Mal ne dumme Frage nebenbei, kann ich nicht in Photoshop den farbcode rauskriegen, indem ich mit der Pipette auf die Farbe klicke und dann auf das Farbkästchen der Vordergrundfarbe klicke? Da steht doch dann der Hexacode...


----------



## Leola13 (13. Februar 2006)

Hai,



			
				Azrael Crusader hat gesagt.:
			
		

> Mal ne dumme Frage nebenbei, kann ich nicht in Photoshop den farbcode rauskriegen, indem ich mit der Pipette auf die Farbe klicke und dann auf das Farbkästchen der Vordergrundfarbe klicke? Da steht doch dann der Hexacode...



Das wäre aber doch zu einfach, oder ?

Ciao Stefan


----------



## thecamillo (13. Februar 2006)

Seid gegrüßt ehrwürdiger Meister Joda,

sicherlich ist euch nicht entgangen um welch prikäre Angelegenheit es sich hierbei handelt? Wir veruchen den jungen pking nur auf den rechten Pfad zurückzuführen, denn offensichtlich bereitet er sich darauf vor, die dunkle Seite zu ergründen. 

Wie immer habt ihr natürlich vollkommen Recht. Und obgelich pkings Verlangen, die Macht der dunklen Seite zu kosten, verpüre ich die Präsenz einer noch gefährlicheren Macht: ........Die Grauzone!

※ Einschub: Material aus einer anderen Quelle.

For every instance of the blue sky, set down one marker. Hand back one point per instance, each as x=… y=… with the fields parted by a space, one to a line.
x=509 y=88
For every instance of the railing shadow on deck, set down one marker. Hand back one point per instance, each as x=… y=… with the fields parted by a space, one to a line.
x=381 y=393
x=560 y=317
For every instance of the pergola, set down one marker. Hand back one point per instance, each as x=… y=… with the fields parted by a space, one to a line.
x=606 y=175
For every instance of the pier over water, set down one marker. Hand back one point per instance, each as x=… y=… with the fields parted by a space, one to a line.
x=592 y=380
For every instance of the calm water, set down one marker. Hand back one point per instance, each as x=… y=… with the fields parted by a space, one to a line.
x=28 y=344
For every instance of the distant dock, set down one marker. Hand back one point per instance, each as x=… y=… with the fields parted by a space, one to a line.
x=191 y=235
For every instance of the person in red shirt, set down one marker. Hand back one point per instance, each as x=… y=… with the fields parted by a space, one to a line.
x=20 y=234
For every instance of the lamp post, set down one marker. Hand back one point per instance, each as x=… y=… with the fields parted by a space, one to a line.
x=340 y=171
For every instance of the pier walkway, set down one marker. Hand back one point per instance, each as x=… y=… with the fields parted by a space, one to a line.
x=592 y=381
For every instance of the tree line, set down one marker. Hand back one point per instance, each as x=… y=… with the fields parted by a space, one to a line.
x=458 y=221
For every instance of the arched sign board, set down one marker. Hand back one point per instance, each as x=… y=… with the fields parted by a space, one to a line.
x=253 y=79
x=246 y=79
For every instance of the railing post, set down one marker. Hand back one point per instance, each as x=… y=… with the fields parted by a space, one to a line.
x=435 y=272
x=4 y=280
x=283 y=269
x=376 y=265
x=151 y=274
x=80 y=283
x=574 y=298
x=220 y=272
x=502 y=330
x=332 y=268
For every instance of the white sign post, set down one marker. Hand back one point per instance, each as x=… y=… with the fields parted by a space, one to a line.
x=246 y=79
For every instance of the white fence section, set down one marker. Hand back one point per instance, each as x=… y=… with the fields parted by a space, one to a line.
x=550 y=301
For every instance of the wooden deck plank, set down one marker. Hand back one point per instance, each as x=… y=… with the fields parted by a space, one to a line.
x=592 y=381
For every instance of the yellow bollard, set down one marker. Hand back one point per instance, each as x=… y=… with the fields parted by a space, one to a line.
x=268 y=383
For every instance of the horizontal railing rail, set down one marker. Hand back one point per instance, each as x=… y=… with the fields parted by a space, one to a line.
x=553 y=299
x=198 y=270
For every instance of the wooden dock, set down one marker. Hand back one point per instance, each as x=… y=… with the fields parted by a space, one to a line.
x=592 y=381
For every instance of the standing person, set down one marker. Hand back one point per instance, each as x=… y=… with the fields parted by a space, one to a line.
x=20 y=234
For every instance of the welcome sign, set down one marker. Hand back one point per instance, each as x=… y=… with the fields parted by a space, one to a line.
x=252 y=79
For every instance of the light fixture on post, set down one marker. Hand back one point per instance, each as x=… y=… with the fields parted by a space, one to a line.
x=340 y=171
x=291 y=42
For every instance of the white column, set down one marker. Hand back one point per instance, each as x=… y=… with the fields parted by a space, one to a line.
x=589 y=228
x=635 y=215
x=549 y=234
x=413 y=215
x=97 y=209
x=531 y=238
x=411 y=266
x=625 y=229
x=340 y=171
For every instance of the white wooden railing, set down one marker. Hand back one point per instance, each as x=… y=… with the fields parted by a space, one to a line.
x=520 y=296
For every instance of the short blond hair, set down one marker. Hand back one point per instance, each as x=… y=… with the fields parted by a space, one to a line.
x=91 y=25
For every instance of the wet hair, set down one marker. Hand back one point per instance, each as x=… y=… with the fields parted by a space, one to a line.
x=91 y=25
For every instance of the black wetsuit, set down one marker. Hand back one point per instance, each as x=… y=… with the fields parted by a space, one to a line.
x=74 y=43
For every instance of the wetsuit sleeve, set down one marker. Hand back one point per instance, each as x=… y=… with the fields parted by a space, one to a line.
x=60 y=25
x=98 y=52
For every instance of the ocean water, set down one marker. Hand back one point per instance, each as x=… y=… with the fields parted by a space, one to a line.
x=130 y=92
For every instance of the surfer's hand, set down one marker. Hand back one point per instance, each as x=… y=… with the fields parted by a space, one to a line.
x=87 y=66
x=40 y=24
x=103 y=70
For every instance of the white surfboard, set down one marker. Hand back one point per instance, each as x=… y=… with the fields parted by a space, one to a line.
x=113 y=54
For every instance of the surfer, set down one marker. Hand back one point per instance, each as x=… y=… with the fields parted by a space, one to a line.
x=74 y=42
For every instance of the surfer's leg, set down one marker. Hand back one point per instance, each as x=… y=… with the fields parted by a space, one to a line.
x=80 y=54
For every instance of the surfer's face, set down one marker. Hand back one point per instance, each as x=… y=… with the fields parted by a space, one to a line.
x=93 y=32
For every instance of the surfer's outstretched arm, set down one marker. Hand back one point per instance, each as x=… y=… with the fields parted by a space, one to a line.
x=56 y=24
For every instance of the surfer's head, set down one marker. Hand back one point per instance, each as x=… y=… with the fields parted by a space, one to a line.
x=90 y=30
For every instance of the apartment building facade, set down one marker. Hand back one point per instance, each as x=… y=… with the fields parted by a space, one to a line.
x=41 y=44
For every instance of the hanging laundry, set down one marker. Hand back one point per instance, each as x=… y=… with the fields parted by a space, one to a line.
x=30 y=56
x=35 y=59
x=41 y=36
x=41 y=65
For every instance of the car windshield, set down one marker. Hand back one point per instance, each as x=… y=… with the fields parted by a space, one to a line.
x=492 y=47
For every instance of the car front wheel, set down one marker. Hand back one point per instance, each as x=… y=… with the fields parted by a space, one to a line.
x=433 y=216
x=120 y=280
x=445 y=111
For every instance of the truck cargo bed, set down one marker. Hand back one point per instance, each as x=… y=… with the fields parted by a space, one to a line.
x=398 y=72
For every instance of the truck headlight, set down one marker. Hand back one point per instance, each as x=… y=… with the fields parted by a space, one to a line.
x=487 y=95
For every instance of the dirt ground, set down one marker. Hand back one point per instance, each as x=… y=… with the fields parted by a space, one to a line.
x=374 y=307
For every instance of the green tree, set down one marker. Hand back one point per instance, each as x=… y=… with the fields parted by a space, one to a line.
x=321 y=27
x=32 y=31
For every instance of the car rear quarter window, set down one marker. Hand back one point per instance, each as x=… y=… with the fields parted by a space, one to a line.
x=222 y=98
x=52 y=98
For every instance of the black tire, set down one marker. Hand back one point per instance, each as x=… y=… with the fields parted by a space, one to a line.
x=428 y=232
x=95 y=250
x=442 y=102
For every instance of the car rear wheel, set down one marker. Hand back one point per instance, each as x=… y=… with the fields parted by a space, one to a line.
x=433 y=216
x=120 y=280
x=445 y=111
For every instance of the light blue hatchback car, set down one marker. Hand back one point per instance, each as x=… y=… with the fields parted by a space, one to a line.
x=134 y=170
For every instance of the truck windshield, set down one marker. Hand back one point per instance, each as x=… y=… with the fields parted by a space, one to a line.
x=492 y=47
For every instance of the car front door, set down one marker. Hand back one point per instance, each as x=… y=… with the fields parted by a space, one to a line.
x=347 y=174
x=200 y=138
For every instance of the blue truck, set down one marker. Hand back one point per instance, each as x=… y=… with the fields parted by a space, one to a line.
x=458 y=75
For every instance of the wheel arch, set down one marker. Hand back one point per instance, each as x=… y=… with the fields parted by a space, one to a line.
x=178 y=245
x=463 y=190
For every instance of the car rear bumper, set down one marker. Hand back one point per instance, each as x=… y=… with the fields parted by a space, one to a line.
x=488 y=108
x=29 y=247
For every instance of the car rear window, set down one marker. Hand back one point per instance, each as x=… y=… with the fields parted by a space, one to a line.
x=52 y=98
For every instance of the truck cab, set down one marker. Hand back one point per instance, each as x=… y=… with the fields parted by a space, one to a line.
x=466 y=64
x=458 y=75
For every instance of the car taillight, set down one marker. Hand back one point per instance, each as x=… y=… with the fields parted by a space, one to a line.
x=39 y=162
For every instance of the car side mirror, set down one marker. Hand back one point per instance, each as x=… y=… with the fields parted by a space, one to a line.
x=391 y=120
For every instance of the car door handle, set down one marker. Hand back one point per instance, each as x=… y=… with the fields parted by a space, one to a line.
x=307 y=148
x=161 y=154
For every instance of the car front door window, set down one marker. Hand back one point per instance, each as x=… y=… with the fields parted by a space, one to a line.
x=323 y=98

Möge die Macht euch leiten.


----------



## thecamillo (13. Februar 2006)

Leola13 hat gesagt.:
			
		

> Hai,
> 
> 
> 
> ...



Ganz genau, wo bleibt denn da der Spass, wenn man auf alles gleich die Richtige Antwort parrat hat!


----------



## Azrael Crusader (13. Februar 2006)

@ camillo 

Danken ich euch junger Padawan,

verstehen ich das Problem jetzt. Schlecht die dunkle Seite ist. Farben ein Jedi lernen muss...


PS: Yoda schreibt sich mit Y...


----------



## ikon (14. Februar 2006)

Täusch ich mich oder haben hexadezimale Beschreibungen von Farben nicht immer 6 und keine 9 Stellen?


----------



## thecamillo (15. Februar 2006)

Hi ikon,

sicherlich ist dir nicht entgangen, dass es noch mehr Anwendungsmöglichkeiten für hexadezimale Farbzuweisung gibt. So ist es auf hiermit. Die haxadezimale Anordnung

H8000000F

ist eine in VisualBasic angewandte Farbnummern- Kombinationszuweisung nach RGB bzw. umgekehrt, meist verwendet für Schaltflächen iniziert mit _vbButtonFace _.

Aus Photoshop kennen wir lediglich eine 6stellige Hexadezimalanordnung, welche aber x-belibig erweitert werden kann. Man hat ja schon den Vorschlag gemacht, für die angehängte Grafik, in Photoshop die Pipette zu benutzen. 

Wenn pking aber jetzt in VB arbeiten will, kann es sein, dass er mit einer 6stelligen Kombination nicht weit kommt. Da ich mich was VBCoding anbelangt nicht auskenne, distanziere ich mich von intelligentgemeinten Aussagen, welche ich mir selbst aus den Fingern saugen könnte - *Deshalb habe ich auch Google benutzt *und bin eben so auf diese Antwort hingeführt worden.

MfG thecamillo


----------



## tschimo (27. März 2006)

Hallo

Erstens ist es kein Problem den Farbcode im Photoshop herauszufinden. 

Schritt 1 : Das Bild in Photoshop kopieren 
Schritt 2 : Den Colorpicker öffnen ( In Toolmenü eine der beiden Farben anklicken ( D drücken dan sind si Schwarz und Weiss) )
Schritt 3 : die gewünschte Farbe anklicken und voila

Zu deiner Frage:

444C3D <- ist der Hex Farbcode deiner Anhang Datei.


----------